Mariano Ozores nos reserva aún unas cuantas sorpresas que consiguen que la historia central, simple hasta decir basta, se siga con moderado interés y una llevadera sensación de regocijo. La primera de ellas tiene que ver los elementos presentes en el guion de otro subgénero muy en boga por entonces, que tuvo a Charles Bronson y a la productora Cannon como sus emblemas más reconocibles: la venganza callejera. Ahí tenemos nuestro punto de partida, y la excusa para la sucesión de llaves y golpes: tras un altercado con unos atracadores, un grupo de amigos estudiantes de kárate quiere venganza, por lo que se propone —así, por la cara— limpiar la calle de sucios y feos drogadictos. Como ya adelantábamos más arriba, su puesta en escena será fulminante pero nada sangrienta, a años luz de la fantástica brutalidad de miniclásicos como El justiciero de la noche (Death wish III. Winner, 1985), Tenement (Roberta Findlay, 1985) o la reivindicable La noche del ejecutor (Molina, 1992). La carga reflexiva de la historia también dista mucho de tener la profundidad del original de Winner, de Los jueces de la ley (The Star Camber. Peter Hyams, 1983), o de títulos más recientes, y también mucho más estimables, como La extraña que hay en ti (Jordan, 2007) o Death Sentence (Wan, 2007)… y para ser sinceros la habitual ambigüedad propia de este tipo de productos parece aquí más fruto de la pereza del guionista que de una buscada doble moral. El segundo incentivo es el reparto, en el que aparte de los jóvenes y hábiles protagonistas, capitaneados por el campeón de kárate José Manuel Egea, destaca la presencia de Jesús Puente como comisario y la presentadora y actriz Ángeles Martín en un breve papelito de chica moderna.

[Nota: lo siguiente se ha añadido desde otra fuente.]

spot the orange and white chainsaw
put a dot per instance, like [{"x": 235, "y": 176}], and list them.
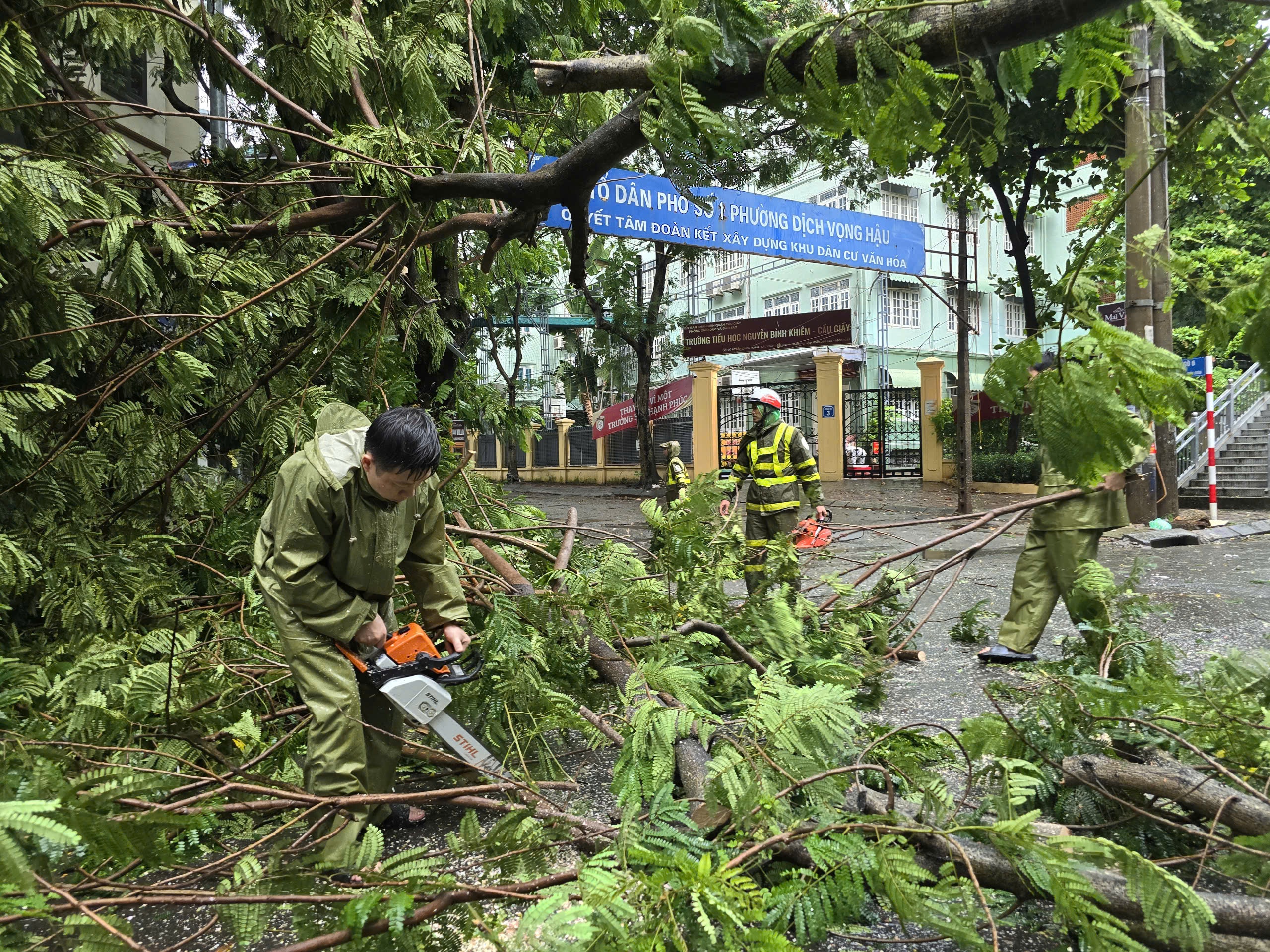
[
  {"x": 413, "y": 674},
  {"x": 815, "y": 532}
]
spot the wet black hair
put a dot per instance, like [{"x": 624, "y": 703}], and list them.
[
  {"x": 1047, "y": 362},
  {"x": 404, "y": 440}
]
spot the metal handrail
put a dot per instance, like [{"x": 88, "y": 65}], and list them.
[{"x": 1232, "y": 412}]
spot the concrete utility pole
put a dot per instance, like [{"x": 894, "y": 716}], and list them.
[
  {"x": 1161, "y": 280},
  {"x": 1139, "y": 290},
  {"x": 964, "y": 457}
]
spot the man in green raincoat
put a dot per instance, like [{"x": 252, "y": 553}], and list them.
[
  {"x": 778, "y": 459},
  {"x": 359, "y": 503},
  {"x": 676, "y": 473},
  {"x": 1061, "y": 537}
]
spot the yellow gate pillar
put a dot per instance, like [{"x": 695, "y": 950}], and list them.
[
  {"x": 828, "y": 414},
  {"x": 705, "y": 416},
  {"x": 933, "y": 395},
  {"x": 563, "y": 425}
]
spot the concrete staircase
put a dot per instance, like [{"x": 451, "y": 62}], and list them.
[{"x": 1241, "y": 470}]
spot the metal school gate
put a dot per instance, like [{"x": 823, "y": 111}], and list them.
[
  {"x": 882, "y": 432},
  {"x": 798, "y": 408}
]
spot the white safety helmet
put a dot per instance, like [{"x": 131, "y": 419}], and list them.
[{"x": 766, "y": 397}]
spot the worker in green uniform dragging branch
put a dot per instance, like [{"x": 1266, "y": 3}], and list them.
[
  {"x": 676, "y": 473},
  {"x": 356, "y": 504},
  {"x": 1062, "y": 536},
  {"x": 778, "y": 459}
]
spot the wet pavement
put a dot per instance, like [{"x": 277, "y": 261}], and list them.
[{"x": 1216, "y": 597}]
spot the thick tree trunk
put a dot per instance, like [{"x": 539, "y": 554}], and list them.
[
  {"x": 432, "y": 370},
  {"x": 511, "y": 438},
  {"x": 1164, "y": 777},
  {"x": 1235, "y": 914}
]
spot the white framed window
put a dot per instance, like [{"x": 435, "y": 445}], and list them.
[
  {"x": 1016, "y": 320},
  {"x": 780, "y": 304},
  {"x": 833, "y": 198},
  {"x": 898, "y": 205},
  {"x": 1029, "y": 230},
  {"x": 972, "y": 307},
  {"x": 903, "y": 307},
  {"x": 972, "y": 221},
  {"x": 831, "y": 296}
]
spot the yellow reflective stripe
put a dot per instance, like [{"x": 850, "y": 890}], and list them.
[{"x": 772, "y": 507}]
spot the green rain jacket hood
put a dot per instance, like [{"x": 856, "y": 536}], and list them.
[{"x": 329, "y": 547}]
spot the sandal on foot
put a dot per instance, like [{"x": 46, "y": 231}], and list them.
[
  {"x": 1000, "y": 654},
  {"x": 399, "y": 819}
]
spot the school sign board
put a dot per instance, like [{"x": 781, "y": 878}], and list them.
[
  {"x": 635, "y": 205},
  {"x": 783, "y": 333},
  {"x": 662, "y": 402}
]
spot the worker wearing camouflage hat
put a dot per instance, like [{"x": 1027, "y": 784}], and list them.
[{"x": 676, "y": 473}]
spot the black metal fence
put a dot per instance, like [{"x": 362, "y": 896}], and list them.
[
  {"x": 507, "y": 455},
  {"x": 487, "y": 456},
  {"x": 677, "y": 428},
  {"x": 623, "y": 448},
  {"x": 882, "y": 432},
  {"x": 582, "y": 442},
  {"x": 547, "y": 447}
]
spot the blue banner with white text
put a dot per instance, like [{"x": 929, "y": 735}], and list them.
[{"x": 635, "y": 205}]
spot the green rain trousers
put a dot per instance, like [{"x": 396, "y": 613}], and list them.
[
  {"x": 327, "y": 555},
  {"x": 760, "y": 530},
  {"x": 1046, "y": 573},
  {"x": 353, "y": 740},
  {"x": 1062, "y": 536}
]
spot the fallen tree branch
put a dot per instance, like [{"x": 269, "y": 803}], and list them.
[
  {"x": 1236, "y": 916},
  {"x": 521, "y": 586},
  {"x": 440, "y": 904},
  {"x": 737, "y": 649},
  {"x": 504, "y": 540},
  {"x": 1165, "y": 777},
  {"x": 601, "y": 725},
  {"x": 567, "y": 540}
]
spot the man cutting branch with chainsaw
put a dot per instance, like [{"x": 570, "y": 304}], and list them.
[
  {"x": 355, "y": 506},
  {"x": 778, "y": 459}
]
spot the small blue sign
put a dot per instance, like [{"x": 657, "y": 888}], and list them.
[
  {"x": 1194, "y": 366},
  {"x": 640, "y": 206}
]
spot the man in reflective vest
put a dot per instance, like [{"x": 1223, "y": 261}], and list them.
[
  {"x": 778, "y": 459},
  {"x": 676, "y": 473}
]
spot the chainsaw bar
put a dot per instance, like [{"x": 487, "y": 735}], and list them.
[{"x": 465, "y": 744}]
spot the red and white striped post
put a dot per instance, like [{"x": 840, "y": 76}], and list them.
[{"x": 1212, "y": 438}]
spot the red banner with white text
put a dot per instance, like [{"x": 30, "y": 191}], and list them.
[{"x": 662, "y": 402}]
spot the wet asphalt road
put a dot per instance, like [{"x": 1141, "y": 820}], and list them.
[{"x": 1216, "y": 597}]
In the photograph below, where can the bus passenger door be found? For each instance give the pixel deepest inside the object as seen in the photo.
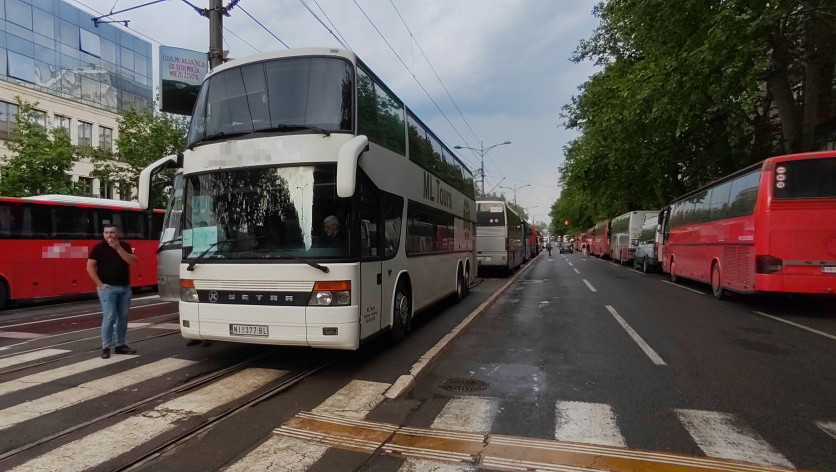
(371, 273)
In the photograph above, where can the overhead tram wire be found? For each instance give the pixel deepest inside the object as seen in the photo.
(433, 69)
(410, 72)
(265, 28)
(342, 41)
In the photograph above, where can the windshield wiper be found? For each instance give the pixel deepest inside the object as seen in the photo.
(291, 256)
(290, 127)
(170, 242)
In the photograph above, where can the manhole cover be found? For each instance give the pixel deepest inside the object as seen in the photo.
(463, 385)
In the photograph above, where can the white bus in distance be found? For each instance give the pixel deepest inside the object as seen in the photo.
(317, 209)
(625, 231)
(499, 236)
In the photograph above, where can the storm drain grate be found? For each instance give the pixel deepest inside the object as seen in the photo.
(463, 385)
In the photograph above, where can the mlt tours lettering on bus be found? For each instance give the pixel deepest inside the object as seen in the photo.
(442, 196)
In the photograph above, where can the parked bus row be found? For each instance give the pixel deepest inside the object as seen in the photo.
(504, 240)
(770, 227)
(46, 241)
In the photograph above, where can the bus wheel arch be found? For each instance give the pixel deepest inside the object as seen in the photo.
(401, 310)
(717, 281)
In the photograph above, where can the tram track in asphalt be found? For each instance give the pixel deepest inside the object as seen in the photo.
(280, 385)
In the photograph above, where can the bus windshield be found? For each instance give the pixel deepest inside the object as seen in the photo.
(283, 95)
(806, 178)
(266, 213)
(490, 214)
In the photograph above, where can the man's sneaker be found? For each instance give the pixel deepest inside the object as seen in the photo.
(124, 349)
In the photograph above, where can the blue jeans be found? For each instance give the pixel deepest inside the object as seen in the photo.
(115, 303)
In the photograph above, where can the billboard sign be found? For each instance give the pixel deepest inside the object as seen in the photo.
(181, 73)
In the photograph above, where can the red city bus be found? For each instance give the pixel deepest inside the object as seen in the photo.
(600, 239)
(45, 242)
(770, 227)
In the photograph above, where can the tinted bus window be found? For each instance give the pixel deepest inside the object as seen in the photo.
(806, 178)
(744, 193)
(490, 214)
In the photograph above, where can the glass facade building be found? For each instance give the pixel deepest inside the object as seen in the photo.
(54, 47)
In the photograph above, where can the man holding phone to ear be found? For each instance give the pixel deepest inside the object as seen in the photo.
(109, 266)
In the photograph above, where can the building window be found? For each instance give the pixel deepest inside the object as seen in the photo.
(85, 133)
(8, 112)
(86, 185)
(105, 139)
(61, 122)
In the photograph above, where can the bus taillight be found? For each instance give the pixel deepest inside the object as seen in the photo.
(767, 264)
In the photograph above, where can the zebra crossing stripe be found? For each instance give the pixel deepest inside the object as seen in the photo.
(722, 435)
(472, 414)
(86, 391)
(128, 434)
(584, 422)
(59, 373)
(30, 356)
(295, 449)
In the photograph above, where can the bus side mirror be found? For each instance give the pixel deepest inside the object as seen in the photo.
(347, 158)
(147, 175)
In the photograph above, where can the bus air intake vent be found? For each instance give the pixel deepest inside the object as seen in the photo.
(463, 385)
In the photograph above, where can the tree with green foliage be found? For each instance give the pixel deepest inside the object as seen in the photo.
(690, 91)
(41, 157)
(144, 137)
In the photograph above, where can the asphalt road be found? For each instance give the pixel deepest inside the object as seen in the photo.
(573, 361)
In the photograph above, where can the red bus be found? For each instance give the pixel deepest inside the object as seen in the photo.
(770, 227)
(599, 236)
(45, 241)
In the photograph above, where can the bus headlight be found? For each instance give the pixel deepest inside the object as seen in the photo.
(187, 291)
(331, 293)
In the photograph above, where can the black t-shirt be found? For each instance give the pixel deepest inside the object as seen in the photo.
(111, 268)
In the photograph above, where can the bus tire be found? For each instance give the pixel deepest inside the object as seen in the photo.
(4, 293)
(401, 313)
(674, 277)
(717, 283)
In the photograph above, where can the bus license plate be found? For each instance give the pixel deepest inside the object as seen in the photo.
(247, 330)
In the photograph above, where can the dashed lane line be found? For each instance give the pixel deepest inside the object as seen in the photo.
(638, 339)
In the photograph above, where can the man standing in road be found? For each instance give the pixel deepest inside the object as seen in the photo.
(109, 266)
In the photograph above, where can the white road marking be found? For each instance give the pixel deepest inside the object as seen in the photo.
(86, 391)
(126, 435)
(828, 427)
(682, 286)
(468, 414)
(591, 423)
(589, 285)
(20, 335)
(286, 454)
(806, 328)
(50, 320)
(638, 339)
(721, 435)
(15, 385)
(30, 356)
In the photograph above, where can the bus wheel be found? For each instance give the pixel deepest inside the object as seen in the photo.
(717, 283)
(400, 314)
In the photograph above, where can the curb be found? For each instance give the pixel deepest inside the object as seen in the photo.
(405, 382)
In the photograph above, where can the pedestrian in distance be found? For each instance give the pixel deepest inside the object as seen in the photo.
(109, 266)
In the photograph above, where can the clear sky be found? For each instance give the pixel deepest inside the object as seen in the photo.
(505, 63)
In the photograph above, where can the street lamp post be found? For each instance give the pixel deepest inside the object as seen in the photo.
(482, 151)
(515, 188)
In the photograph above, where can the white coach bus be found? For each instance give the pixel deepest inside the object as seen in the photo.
(317, 209)
(500, 235)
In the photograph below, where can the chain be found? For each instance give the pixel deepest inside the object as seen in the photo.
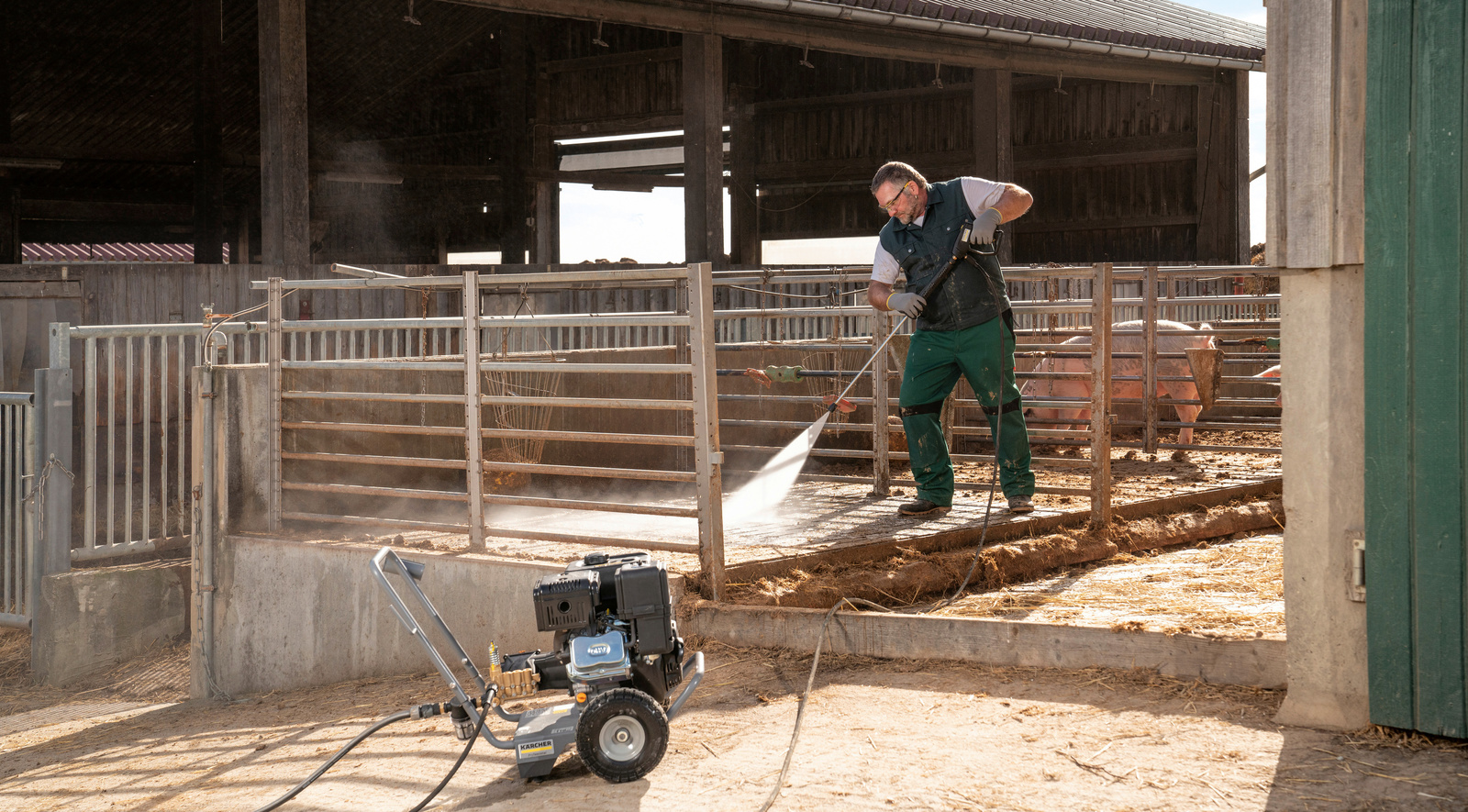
(39, 492)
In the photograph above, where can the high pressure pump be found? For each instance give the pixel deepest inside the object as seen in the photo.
(616, 652)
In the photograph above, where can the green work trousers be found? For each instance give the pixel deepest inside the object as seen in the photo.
(984, 354)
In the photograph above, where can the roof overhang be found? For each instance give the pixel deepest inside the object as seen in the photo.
(856, 31)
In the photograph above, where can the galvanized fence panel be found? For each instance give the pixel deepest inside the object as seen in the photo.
(17, 526)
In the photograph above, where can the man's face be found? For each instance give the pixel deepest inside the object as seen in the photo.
(902, 200)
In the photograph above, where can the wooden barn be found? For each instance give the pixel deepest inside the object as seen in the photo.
(389, 131)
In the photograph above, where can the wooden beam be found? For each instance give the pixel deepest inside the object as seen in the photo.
(1240, 169)
(514, 154)
(1118, 159)
(586, 128)
(285, 198)
(851, 37)
(548, 193)
(209, 172)
(1127, 146)
(613, 61)
(704, 147)
(993, 134)
(745, 241)
(105, 210)
(1027, 227)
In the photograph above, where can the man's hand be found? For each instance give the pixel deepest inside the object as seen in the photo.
(907, 305)
(984, 225)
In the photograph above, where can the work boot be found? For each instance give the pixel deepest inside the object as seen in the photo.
(1020, 504)
(921, 506)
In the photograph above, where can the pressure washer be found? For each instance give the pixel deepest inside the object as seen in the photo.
(616, 652)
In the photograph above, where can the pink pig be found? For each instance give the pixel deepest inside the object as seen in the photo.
(1081, 388)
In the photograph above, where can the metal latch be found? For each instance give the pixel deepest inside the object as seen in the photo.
(1358, 564)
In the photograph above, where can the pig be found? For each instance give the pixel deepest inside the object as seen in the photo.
(1081, 388)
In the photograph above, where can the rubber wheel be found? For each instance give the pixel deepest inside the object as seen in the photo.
(621, 734)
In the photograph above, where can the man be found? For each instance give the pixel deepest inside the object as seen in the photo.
(965, 328)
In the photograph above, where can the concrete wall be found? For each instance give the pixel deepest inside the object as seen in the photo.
(1316, 237)
(100, 617)
(295, 614)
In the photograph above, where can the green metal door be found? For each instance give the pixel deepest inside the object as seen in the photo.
(1416, 350)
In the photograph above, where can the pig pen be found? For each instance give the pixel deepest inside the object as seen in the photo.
(350, 466)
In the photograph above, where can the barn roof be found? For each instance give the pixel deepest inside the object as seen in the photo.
(1140, 24)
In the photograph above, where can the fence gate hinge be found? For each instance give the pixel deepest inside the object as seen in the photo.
(1357, 589)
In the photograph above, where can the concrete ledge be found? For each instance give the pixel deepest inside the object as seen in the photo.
(297, 614)
(995, 642)
(99, 617)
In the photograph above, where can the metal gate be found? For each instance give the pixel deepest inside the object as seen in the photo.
(17, 526)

Dentro de una corrección a veces demasiado rutinaria, merece la pena rescatar algún diálogo más ridículo de lo habitual y la escena del combate en la playa, en la que vemos a un ninja aparecer bajo la arena (un formidable escondite para sorprender al enemigo). Y una secuencia post-créditos en verdad memorable de puro anacrónica y representativa del momento: el comisario Puente acompañado del equipo de karatekas pidiendo por favor que rebobinen la película y concluyendo con un lapidario y arriesgado: “Muy buena película, ¿verdad que sí?”. O como decía el personaje de Burt Reynolds en Boogie Nights (Paul Thomas Anderson, 1997): “Aquí estamos otra vez, haciendo historia en el cine… rodando en vídeo”.
Un cineasta a reivindicar urgentemente.
¿Para cuándo una retrospectiva exhaustiva del casi centenar de obras del maestro??